If you’re used to checking your phone every morning to see what the weather is, that might change in the future due to bandwidth issues, according to the National Weather Service. In a recent statement, the NWS shared that as their data budget is hitting a ceiling, and demand for access continues to grow, they may have to consider throttling the amount of users who can access their essential forecast data.
According to their statement: “As demand for data continues to grow across NCEP websites, we are proposing to put new limits into place to safeguard our web services. The frequency of how often these websites are accessed by the public has created limitations and infrastructure constraints.”
For the past decade, the National Weather Service has been struggling to find the best and most efficient ways to disseminate critical forecast and warning information. According to an in-depth look at this problem by the Washington Post, the combination of increased data collection and demand for access from private companies and hobbyists has created a bottleneck that at times has crashed NWS websites.

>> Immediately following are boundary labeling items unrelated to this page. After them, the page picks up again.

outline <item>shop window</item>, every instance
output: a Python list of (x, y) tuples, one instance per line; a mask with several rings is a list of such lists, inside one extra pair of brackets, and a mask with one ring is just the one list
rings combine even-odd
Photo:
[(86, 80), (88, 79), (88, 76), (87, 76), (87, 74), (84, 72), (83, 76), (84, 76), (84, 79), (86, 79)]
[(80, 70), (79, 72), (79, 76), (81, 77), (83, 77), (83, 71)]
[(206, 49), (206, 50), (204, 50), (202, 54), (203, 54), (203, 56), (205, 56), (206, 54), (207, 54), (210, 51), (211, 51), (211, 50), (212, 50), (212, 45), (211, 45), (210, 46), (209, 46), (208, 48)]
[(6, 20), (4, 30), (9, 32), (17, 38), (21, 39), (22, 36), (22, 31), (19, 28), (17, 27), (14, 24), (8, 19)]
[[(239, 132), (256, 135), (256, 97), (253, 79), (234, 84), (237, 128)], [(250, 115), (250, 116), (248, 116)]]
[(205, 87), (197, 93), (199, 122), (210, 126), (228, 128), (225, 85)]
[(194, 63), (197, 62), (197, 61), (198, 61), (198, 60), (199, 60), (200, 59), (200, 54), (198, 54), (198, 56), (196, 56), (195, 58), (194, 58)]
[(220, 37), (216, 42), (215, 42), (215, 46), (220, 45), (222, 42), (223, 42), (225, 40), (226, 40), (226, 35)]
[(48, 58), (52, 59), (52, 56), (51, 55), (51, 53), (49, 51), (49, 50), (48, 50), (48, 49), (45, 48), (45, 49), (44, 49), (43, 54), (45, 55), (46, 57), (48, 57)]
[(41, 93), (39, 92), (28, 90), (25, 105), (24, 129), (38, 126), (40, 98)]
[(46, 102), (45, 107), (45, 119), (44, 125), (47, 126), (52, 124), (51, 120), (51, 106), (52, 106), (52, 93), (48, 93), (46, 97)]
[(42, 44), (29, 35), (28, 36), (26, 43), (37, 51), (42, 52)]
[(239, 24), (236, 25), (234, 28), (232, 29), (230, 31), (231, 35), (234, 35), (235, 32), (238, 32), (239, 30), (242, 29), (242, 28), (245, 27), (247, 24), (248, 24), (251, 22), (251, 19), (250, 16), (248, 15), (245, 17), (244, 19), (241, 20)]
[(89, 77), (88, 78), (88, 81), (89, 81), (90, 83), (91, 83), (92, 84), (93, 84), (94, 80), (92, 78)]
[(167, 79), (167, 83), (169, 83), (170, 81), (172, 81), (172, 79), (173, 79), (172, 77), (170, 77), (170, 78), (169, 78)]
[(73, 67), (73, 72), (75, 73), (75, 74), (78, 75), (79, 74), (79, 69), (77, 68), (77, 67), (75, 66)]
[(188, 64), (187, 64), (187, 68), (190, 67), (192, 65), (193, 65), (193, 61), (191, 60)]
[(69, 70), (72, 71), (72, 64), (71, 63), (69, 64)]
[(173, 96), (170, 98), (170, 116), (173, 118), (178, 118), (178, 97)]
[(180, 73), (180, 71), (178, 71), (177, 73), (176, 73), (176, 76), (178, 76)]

Ordinary weather consumers who get their information primarily from weather apps on their phones would be affected by the NWS proposal to throttle access because the forecasts and weather alerts they receive are based on data that comes from the Weather Service. If nothing else, the data limits could cause services that rely on NWS data, like many smartphone weather apps, to be hours behind the real-time measurements they’ve been accustomed to accessing.
This issue has not been ignored by the government, and a senior ranking member of the Senate Commerce Committee, which oversees NOAA, recently commented publicly that a request to upgrade the Weather Service’s computing infrastructure would probably find bipartisan support.
“From wildfires in Washington to hurricanes on the Gulf Coast, seconds count to save lives and property, and weather data plays a critical role in getting our emergency managers and first responders the information they need,” said Sen. Maria Cantwell. “The United States should be striving to be the best in the world when it comes to weather data and forecasts, and with everything we’ve seen this year, a request to upgrade servers at the National Weather Service would find support on both sides of the aisle in Congress. Telling people to limit their use of this critical data is not an acceptable answer.”
While everyone is scrambling to find the best solution to this issue, the NWS has assured the public that if changes are ultimately made, they would be rolled out slowly with advanced notification.